9. Planejamento: a pessoa humana tem necessidade de projetar, de lançar um olhar mais à frente, a fim de organizar e dar sentido à sua existência. A ação de planejar é constitutiva do fazer humano. Por isso, no ambiente educativo, devemos conhecer as diferentes tendências educacionais existentes, tendo o bom senso de acatar procedimentos e idéias coerentes com a concepção educativa que tomamos, mesmo quando elas provenham de culturas diferentes da nossa. A ação de planejar possibilita que a convivência em comunidade seja construída e refeita.
10. Avaliação: a função da avaliação é projetiva. Ela encaminha itinerários e torna possível alcançar os objetivos propostos. A avaliação implica a vontade de querer, cotidianamente, perguntar pelo sentido de nossas ações e decisões. Ela possibilita a intervenção nos processos educativos sempre que necessário e auxilia no exercício das ações pedagógicas compartilhadas.

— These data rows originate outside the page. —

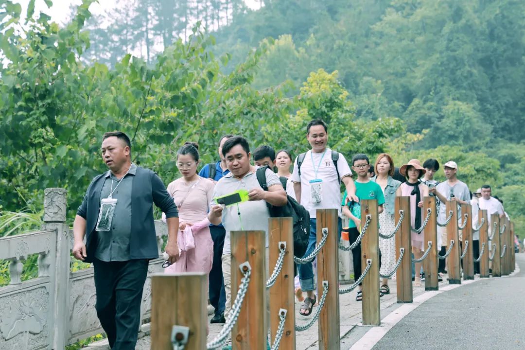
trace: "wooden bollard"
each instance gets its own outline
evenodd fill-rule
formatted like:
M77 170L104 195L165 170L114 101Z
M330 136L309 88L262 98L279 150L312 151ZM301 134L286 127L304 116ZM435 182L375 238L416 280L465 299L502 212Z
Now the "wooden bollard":
M405 248L405 253L401 264L396 272L396 287L398 303L411 303L412 294L412 241L411 238L410 197L396 197L394 204L394 218L396 224L399 222L400 210L403 210L404 218L401 227L395 234L395 258L399 259L400 248Z
M361 201L361 227L365 225L367 215L370 215L372 219L361 240L361 267L364 271L367 261L371 259L372 266L363 280L363 324L379 326L381 323L378 283L379 225L377 201L375 199Z
M232 347L239 350L266 348L268 319L265 231L232 231L230 236L232 303L237 298L243 277L240 264L248 261L251 268L248 291L239 317L232 330Z
M293 222L292 218L270 218L269 219L269 273L271 275L280 252L281 245L286 242L286 252L282 263L282 269L277 277L275 284L270 288L270 334L272 342L277 333L280 322L280 309L286 310L285 328L279 347L295 349L295 301L293 299Z
M151 277L151 348L173 350L172 338L188 350L206 348L208 274L157 273ZM173 326L187 327L177 331Z
M497 213L495 213L490 216L490 218L491 233L489 237L492 236L492 239L490 252L491 255L492 253L494 254L492 260L492 277L501 277L501 259L500 254L501 253L500 248L502 246L500 245L501 236L499 234L499 215ZM496 223L495 226L494 222Z
M482 219L484 222L483 225L479 229L479 253L481 253L481 248L483 247L483 243L485 243L485 250L483 251L483 255L481 256L479 260L479 277L481 278L488 278L490 277L489 273L489 256L490 254L490 248L489 247L489 221L487 216L487 210L482 209L479 210L478 215L479 222L478 227L481 225Z
M447 241L450 247L450 241L454 241L454 246L450 254L448 256L448 283L450 284L461 284L461 270L459 265L459 256L461 249L459 248L459 236L458 232L458 206L457 202L447 201L447 217L452 210L452 218L447 225Z
M423 198L423 215L426 216L428 209L430 212L430 218L425 227L425 242L432 242L430 252L423 260L423 270L425 271L425 290L437 291L439 289L437 280L437 213L436 212L436 197L425 197ZM425 216L425 217L426 217ZM428 246L425 245L428 249ZM406 252L406 251L405 252Z
M322 295L323 283L326 281L328 282L328 292L324 305L319 314L318 324L319 348L337 350L340 348L341 343L339 328L339 232L337 231L339 229L338 210L336 209L318 209L316 216L318 244L322 238L323 229L328 229L327 241L317 256L317 290L319 291L318 300L320 300ZM379 276L377 278L379 278Z
M463 230L463 249L465 249L465 242L468 241L467 253L463 259L463 279L474 279L474 242L472 240L472 207L470 204L461 205L461 224L465 220L467 215L467 222ZM460 253L463 253L461 252Z

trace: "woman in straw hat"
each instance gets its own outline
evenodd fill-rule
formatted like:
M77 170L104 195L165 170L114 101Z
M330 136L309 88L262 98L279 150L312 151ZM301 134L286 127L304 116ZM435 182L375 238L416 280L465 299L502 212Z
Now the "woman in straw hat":
M428 187L419 182L419 178L426 171L421 166L421 163L417 159L411 160L408 163L403 164L400 168L399 172L405 176L407 182L401 184L402 196L410 196L411 224L415 229L418 229L423 225L424 216L423 210L423 198L428 195ZM414 231L411 232L411 238L412 243L412 252L416 259L421 259L424 252L424 237L423 232L419 234ZM421 263L415 263L416 276L414 285L421 285L421 277L419 271Z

Esses princípios viabilizam a organização e a realização de um processo de planejamento, avaliação e transformação das práticas pedagógicas. A expressão de uma educação ética, estética, científica, verdadeira, bela, boa manifesta-se na coragem de selecionar e concretizar ações no campo da educação por meio de uma inserção crítica, transformadora e participativa na realidade. Uma educação com essas características acontece quando está preocupada e voltada para a dignificação da pessoa humana em todas as suas dimensões.
Da dimensão ética
A capacidade e a vontade de estabelecer princípios que orientem o agir cotidiano, seja no âmbito individual, seja no âmbito coletivo, podem ser designadas como disposição ética. A educação tem um caráter ético, na medida em que orienta a ação dos diferentes sujeitos numa instituição educacional, pois por meio dela buscam-se soluções e alternativas para os problemas da existência humana.

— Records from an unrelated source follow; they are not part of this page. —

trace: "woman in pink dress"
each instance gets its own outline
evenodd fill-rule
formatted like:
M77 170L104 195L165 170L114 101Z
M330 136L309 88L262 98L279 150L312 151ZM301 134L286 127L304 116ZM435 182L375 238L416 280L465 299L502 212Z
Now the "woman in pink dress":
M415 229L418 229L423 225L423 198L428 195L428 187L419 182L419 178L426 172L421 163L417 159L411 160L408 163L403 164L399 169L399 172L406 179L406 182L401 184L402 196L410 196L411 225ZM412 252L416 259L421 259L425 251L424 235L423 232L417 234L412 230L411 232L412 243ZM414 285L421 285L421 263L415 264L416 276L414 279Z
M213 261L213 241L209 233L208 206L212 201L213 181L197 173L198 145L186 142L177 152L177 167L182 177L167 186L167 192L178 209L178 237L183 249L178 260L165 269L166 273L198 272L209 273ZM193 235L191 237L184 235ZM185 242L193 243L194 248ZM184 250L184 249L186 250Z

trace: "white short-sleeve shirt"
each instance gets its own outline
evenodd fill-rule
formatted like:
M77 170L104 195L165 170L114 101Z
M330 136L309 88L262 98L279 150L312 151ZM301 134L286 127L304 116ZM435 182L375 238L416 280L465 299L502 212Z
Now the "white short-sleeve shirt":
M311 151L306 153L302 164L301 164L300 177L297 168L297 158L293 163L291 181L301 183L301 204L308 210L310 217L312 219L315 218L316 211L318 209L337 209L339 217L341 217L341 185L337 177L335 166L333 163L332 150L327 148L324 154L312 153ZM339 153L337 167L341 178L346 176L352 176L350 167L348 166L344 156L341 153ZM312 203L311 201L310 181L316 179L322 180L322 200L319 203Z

A ética remete à preservação da vida e ao querer-viver. As diferentes ações éticas que manifestamos, geralmente, estão vinculadas ao lugar onde vivemos e no qual nos sentimos felizes. Conseqüentemente, a ética pode ser entendida como algo pertencente à pessoa que é feliz, construindo-se, assim, a noção de que ser uma pessoa ética é ser uma pessoa feliz, ou ser uma pessoa que está sempre em busca da felicidade individual e coletiva.
A dimensão ética da educação está vinculada ao social, significando os costumes culturais, valores, tradições e tudo aquilo que se refere a um determinado modo de viver em coletividade, de viver o nós. Ela é a expressão do querer-viver global e irreprimível porque expressa o desejo de continuidade de um conjunto social e a responsabilidade que se assume em relação a essa continuidade. A ética remete ao equilíbrio e à relativização dos diferentes valores que formam um conjunto social. A partir dessa compreensão, ela refere-se à necessidade de acordar alguns pontos que são comuns entre os indivíduos que se juntam em coletividade, não só por causa da busca pela felicidade, da capacidade de contemplação e de viver bem no mundo, mas também a partir da percepção de que a inveja, a maldade, a ganância, o poder competitivo também são constitutivos desse ethos que é comum e comunitário.
Um dos preceitos éticos que orientam a prática pedagógica evangélico-luterana é a disposição de cada sujeito de incorporar uma reorientação constante do fazer, de mudar a sua forma de agir ou pensar em determinada situação. A mudança sempre ocorre em função de que o princípio da dignificação humana seja respeitado e validado nas diferentes práticas realizadas. Um outro preceito ético é a solidariedade, ou seja, a ação que se faz a partir de um coração que é sensível à miséria do outro e age em seu benefício.
A dignificação humana e a solidariedade são dois preceitos que orientam e constituem a ética da responsabilidade. Ser um sujeito responsável é ser uma pessoa que está preocupada e ocupada com a preservação e integralidade da Criação.